Kootingal pecan has a wood chipper to chip  all the branches from the pruning into mulch. This section of the orchard is typically closed for 18 months letting microbiological activity break back down the wood chip into organic material. Then as we ship the harvest out to our customers, we repeat the cycle.

The Kootingal Pecan Company farm

Can you share a bit about the farm with us? How big is it? Why was the location chosen?

Kootingal Pecan orchard consists of some 1500 trees on about 9 hectares of river flats. The decision to plant pecans in the late 1990s came from reading a magazine article and the realisation that the farm may be suitable for growing pecans.
The trees do well on these river flats. Growth is vigorous and a good yield has historically been achieved.

How large does a typical harvest look? Do you know roughly how many pecans that equates to?

A typical harvest is between 25-35 tonnes of pecans in shell. It takes about six weeks to complete the harvest. We never get a straight run with the weather, and when it rains it is about a three-day wait before the machines can return to the orchard floor.

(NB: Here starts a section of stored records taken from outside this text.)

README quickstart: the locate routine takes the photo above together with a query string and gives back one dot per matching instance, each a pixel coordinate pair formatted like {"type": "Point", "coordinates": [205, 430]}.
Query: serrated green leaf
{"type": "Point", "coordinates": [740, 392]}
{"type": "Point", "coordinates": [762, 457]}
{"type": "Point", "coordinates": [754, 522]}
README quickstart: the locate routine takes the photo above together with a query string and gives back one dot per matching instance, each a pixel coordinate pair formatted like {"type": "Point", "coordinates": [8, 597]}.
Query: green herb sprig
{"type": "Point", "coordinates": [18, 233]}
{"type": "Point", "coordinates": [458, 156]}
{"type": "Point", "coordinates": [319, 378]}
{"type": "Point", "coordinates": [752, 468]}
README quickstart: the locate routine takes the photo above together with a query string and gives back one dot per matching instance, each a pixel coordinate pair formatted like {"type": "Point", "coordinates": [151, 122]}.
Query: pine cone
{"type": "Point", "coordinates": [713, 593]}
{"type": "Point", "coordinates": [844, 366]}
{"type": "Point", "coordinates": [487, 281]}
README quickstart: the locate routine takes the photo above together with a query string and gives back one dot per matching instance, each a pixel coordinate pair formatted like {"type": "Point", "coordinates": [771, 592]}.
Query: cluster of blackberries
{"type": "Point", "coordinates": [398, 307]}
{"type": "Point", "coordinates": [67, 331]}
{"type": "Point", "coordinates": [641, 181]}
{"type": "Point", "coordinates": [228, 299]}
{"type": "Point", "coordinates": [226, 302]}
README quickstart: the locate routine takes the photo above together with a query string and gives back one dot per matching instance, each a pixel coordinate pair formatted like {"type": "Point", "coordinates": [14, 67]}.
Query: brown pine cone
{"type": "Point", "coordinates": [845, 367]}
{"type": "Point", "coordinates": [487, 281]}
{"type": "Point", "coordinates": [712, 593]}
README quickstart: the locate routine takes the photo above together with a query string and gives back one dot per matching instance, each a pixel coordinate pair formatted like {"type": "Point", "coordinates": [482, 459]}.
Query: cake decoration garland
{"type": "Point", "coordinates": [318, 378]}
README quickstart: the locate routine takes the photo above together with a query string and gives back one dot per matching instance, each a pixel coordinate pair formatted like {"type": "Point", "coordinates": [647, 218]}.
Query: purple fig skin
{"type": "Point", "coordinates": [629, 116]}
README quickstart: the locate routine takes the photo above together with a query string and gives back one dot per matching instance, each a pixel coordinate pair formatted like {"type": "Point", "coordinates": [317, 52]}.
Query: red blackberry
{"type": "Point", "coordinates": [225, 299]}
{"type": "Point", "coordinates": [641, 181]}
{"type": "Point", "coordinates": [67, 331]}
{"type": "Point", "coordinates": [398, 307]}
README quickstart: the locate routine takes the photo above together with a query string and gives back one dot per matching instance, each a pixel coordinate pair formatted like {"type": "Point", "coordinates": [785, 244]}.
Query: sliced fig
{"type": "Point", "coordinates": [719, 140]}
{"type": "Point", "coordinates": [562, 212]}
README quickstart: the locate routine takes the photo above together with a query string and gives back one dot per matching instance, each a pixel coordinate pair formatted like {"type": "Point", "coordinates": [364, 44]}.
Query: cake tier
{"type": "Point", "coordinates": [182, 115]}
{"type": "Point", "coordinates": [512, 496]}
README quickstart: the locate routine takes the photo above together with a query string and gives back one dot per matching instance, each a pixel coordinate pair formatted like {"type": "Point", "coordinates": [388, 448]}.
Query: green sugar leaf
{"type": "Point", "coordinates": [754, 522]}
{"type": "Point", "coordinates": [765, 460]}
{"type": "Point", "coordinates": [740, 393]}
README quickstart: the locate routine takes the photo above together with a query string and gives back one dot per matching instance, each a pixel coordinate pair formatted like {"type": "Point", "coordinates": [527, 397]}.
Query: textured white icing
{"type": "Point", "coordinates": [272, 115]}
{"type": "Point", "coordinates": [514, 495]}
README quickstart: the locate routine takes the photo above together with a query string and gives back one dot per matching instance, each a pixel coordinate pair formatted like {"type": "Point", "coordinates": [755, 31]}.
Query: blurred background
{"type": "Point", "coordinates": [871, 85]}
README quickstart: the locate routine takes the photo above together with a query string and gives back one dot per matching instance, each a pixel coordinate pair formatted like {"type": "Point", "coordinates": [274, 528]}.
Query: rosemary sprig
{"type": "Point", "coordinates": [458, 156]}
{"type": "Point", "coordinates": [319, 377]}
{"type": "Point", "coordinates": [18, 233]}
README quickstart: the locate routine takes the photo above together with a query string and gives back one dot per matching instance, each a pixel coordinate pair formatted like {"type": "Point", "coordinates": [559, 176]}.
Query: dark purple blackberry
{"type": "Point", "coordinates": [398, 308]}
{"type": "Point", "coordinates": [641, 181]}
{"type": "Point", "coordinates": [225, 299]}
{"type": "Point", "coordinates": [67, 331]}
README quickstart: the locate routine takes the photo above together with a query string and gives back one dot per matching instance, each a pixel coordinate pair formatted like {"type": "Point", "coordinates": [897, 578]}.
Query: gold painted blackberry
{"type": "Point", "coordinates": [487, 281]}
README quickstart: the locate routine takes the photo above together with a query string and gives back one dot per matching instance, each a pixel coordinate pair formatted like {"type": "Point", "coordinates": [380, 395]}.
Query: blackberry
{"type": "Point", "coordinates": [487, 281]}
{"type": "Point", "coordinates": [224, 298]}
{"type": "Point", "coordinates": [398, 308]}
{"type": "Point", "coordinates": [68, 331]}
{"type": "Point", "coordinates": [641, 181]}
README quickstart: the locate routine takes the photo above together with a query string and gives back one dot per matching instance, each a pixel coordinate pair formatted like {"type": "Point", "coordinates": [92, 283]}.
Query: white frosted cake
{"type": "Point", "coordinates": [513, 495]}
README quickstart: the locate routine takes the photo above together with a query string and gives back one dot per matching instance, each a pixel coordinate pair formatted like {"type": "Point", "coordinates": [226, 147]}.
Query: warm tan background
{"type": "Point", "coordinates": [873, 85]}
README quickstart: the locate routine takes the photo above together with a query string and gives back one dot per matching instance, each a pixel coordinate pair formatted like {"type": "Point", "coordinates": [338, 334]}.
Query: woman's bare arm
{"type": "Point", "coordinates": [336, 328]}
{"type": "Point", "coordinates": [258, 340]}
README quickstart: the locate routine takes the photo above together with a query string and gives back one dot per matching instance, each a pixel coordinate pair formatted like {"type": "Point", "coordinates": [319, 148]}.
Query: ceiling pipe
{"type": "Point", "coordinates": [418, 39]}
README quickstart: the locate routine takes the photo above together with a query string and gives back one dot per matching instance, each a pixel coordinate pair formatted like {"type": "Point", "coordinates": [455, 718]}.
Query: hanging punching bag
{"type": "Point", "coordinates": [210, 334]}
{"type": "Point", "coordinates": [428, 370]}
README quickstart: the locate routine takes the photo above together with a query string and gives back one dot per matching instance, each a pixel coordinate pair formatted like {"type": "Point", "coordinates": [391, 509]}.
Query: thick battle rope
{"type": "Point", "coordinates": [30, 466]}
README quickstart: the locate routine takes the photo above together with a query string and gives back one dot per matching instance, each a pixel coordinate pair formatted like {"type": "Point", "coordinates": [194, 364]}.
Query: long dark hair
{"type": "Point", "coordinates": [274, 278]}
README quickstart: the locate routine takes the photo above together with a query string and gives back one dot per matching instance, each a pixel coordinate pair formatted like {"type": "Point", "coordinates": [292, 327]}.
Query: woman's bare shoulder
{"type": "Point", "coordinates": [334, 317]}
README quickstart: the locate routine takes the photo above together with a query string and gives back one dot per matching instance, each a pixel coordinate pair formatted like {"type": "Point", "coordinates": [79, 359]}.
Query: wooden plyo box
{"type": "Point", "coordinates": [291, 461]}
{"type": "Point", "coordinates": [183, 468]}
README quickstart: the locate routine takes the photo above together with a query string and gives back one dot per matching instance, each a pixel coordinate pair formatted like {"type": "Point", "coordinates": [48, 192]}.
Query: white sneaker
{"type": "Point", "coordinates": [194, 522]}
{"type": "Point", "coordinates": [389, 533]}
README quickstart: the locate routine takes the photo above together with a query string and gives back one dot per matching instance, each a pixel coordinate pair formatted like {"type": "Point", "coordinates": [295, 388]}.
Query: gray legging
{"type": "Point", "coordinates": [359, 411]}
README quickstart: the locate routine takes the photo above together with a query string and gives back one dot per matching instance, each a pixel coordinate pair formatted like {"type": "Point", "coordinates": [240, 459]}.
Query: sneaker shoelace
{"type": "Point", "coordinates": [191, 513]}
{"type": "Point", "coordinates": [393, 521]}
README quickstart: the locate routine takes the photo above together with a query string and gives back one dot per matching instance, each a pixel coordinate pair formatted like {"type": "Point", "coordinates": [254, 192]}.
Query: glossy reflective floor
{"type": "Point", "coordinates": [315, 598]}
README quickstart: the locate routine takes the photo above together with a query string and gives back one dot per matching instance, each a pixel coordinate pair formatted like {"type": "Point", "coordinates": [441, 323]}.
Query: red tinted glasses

Have you noticed pecans experiencing growing popularity in Australia over the years? Or have they long been a staple? What other evolution shave you noticed they’ve undergone?

Great question! The family purchased the farm in April 2022, but we had never farmed pecans before so this is a great learning experience with no pre-conceptions on how to do things.

There is a general growth in consumer demand for nuts as consumers switch from meat-based to vegetable-based proteins. This change – or reversal in diet – means the outlook for pecans and other nuts is healthy.

Pecans are just part of the diversity of the nuts produced in Australia and are part of a mixed diet in flavours and tastes.